By my last few weeks, I stirred myself at least to end my trip with a diving course. It would be an easy story to tell the other fellows, hopefully make me look like less of an ass for wasting my time in the Caribbean: “It was great! I learned to scuba dive!” I spent one morning drifting under the water among grey-blue sponges and pipe worms—then was called back out by the Institute before I completed my lessons. As my final task, they wanted 50 interviews with low-income hotel workers, and I had a week and a half to get them done. I buckled down one last time. Interview No. 50 got finished the night of my departure home, as I followed a security guard on his graveyard-shift rounds. I got a single hug goodbye—from a Catholic woman who helped serve the homeless men in the capital—and I got back on the plane.

* * *

On January 17 and 21, 1761, the Royal Society posted replies to Charles’s letter. There was no question: he and Jeremiah should do everything to reach Sumatra as planned, whether or not their damaged ship had any hope of arriving in time for the Transit of Venus that June. Charles lay sick in his Plymouth lodgings. The illness dated from before his first sailing, and it was made worse by the knowledge that the Seahorse would be unfit for at least another week, and then only to return to deadly waters. He pored over his charts in search of alternate solutions.

On January 25, Charles and Jeremiah excitedly informed the Secretary of the Society that they could observe the Transit from the Ottoman port of Scanderoon: “We find no place on the Globe which we can reach to be of as great consequence as one made at Scanderoon; to which place if the Council of the Royal Society will please to send us, we shall with the greatest Pleasure obey their commands; but shall not proceed from this, to any other Place, where it is impossible for us to perform what the World in general reasonably expect from us, and therefore shall wait for a Line to inform us of their further pleasure.”

Having received no reply, two days later the young men pressed with a letter to another Society member: “we shall, be very sorry to proceed from this Place, to any other, where the Society (as time stands) can gain no Honour, or we any Reputation; and to go to India merely for the Premium is an Intention far from our first design.”

They finally provoked a response on the last day of the month: “Resolved unanimously, That the Council are extremely surprised at their declining to pursue their Voyage to Bencoolen and which they have solemnly undertaken; and have actually received several sums of money upon account of their expences, and in earnest of performing their contract.

“That their refusal to proceed upon this voyage after their having so publickly and notoriously ingaged in it, will be a Reproach to the Nation in General, to the Royal Society in particular, and more especially and fatally to themselves … their declining it at this critical juncture, when it is too late to supply their Places, cannot fail to bring an indelible scandal upon their character and probably end in their utter Ruin.

“That in case they shall persist in their refusal, or voluntarily frustrate the end and disappoint the Intention of their Voyage, or take any steps to thwart it, they may assure themselves of being treated by the Council with the most inflexible Resentment, and prosecuted with the utmost Severity of Law.”

Fatal … Ruin … utmost Severity of Law.
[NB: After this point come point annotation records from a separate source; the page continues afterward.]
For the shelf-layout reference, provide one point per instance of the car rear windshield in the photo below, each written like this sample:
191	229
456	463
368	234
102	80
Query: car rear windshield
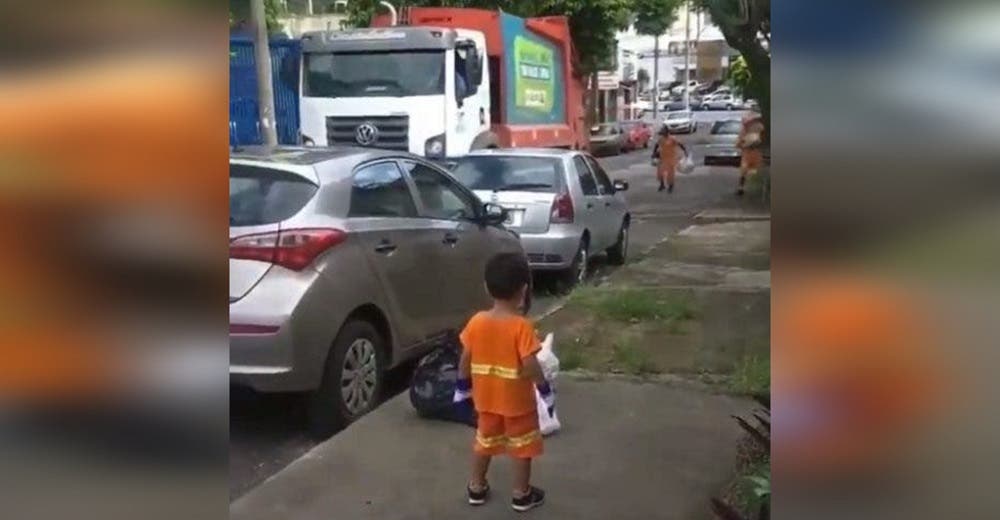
541	174
265	196
726	127
604	130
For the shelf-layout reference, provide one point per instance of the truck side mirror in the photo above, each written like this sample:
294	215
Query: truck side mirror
472	66
475	68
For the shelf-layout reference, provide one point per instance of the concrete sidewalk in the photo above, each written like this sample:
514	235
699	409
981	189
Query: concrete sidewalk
627	450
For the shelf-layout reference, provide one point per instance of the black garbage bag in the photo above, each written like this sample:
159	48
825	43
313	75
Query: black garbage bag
433	386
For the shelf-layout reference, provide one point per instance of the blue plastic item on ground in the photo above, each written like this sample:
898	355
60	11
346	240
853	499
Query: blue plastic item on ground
433	386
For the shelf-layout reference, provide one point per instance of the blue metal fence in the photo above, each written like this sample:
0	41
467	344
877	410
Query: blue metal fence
243	110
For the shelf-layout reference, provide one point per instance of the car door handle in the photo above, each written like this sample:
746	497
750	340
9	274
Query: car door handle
385	247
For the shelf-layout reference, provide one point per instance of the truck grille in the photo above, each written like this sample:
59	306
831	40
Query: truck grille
392	132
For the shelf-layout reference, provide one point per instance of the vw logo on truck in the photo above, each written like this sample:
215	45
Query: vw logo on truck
366	134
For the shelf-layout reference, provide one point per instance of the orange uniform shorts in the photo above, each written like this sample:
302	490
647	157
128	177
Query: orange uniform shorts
517	436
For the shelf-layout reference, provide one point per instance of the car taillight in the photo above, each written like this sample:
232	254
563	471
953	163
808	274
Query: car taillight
562	209
294	249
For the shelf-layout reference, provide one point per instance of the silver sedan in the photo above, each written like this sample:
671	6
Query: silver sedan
561	202
344	262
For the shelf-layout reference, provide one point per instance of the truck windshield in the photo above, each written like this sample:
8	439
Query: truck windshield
369	74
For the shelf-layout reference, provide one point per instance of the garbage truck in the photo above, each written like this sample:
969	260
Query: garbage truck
440	82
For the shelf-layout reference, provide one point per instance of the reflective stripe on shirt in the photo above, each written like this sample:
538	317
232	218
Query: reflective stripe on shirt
495	370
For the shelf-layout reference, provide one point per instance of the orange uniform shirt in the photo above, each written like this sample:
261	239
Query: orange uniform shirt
496	346
668	150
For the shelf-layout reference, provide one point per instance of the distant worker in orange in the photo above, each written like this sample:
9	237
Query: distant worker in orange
666	152
749	142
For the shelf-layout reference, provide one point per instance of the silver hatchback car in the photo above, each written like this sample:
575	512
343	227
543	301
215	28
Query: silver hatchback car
561	202
344	262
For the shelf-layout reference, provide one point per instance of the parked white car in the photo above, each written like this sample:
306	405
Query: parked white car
692	85
561	203
722	102
680	121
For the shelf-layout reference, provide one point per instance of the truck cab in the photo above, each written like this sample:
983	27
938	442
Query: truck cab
420	89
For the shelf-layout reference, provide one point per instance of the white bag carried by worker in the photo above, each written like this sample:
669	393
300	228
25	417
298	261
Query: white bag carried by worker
547	423
685	164
548	360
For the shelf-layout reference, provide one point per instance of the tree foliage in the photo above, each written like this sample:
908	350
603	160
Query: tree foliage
746	25
654	17
593	23
739	75
239	14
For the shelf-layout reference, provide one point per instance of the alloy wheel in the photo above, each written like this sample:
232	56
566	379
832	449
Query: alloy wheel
359	376
581	266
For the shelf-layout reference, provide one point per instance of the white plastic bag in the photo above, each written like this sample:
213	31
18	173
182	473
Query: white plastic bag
548	360
685	165
548	424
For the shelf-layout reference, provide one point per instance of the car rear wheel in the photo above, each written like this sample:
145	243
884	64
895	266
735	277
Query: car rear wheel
352	379
577	272
618	253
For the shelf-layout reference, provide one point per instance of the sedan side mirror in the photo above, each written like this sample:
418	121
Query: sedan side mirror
493	214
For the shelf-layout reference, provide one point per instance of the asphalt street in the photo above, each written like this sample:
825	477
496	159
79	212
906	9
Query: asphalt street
267	432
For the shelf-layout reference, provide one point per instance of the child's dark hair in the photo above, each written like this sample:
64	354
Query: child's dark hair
506	274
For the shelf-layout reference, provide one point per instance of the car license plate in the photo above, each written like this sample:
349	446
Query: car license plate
514	217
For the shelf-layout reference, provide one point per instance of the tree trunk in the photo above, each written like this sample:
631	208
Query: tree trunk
744	40
593	101
262	57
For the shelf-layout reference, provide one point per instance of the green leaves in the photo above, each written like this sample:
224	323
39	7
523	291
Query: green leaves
654	17
739	75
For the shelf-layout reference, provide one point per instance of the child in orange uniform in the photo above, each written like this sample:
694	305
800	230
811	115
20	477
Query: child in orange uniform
499	347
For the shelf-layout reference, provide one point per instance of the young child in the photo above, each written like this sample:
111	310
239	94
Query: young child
499	369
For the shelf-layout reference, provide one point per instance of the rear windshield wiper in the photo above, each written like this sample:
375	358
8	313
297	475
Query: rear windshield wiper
523	186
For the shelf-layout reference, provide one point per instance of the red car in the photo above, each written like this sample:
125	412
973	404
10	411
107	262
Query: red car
638	134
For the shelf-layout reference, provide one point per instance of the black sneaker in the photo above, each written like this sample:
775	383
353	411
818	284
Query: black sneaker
533	499
478	498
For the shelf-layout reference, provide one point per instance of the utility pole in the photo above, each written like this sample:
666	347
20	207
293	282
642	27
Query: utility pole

Four years prior, a British admiral had been executed for pulling his ships from the Battle of Minorca rather than fighting to the end. This was the nature of the contract that Charles and Jeremiah had signed for King and Country. A postscript in another hand tried to soften the Royal Society’s threat: “The Councils do absolutely and expressly direct and require Mr. Mason and Mr. Dixon, to go on board and enter upon the voyage, be the event as it may fall out.” It didn’t matter where they ended up, so long as they were seen to have set out.

So chastened, on February 3, 1761, the two men returned the only possible reply: “We hope to sail this Evening.”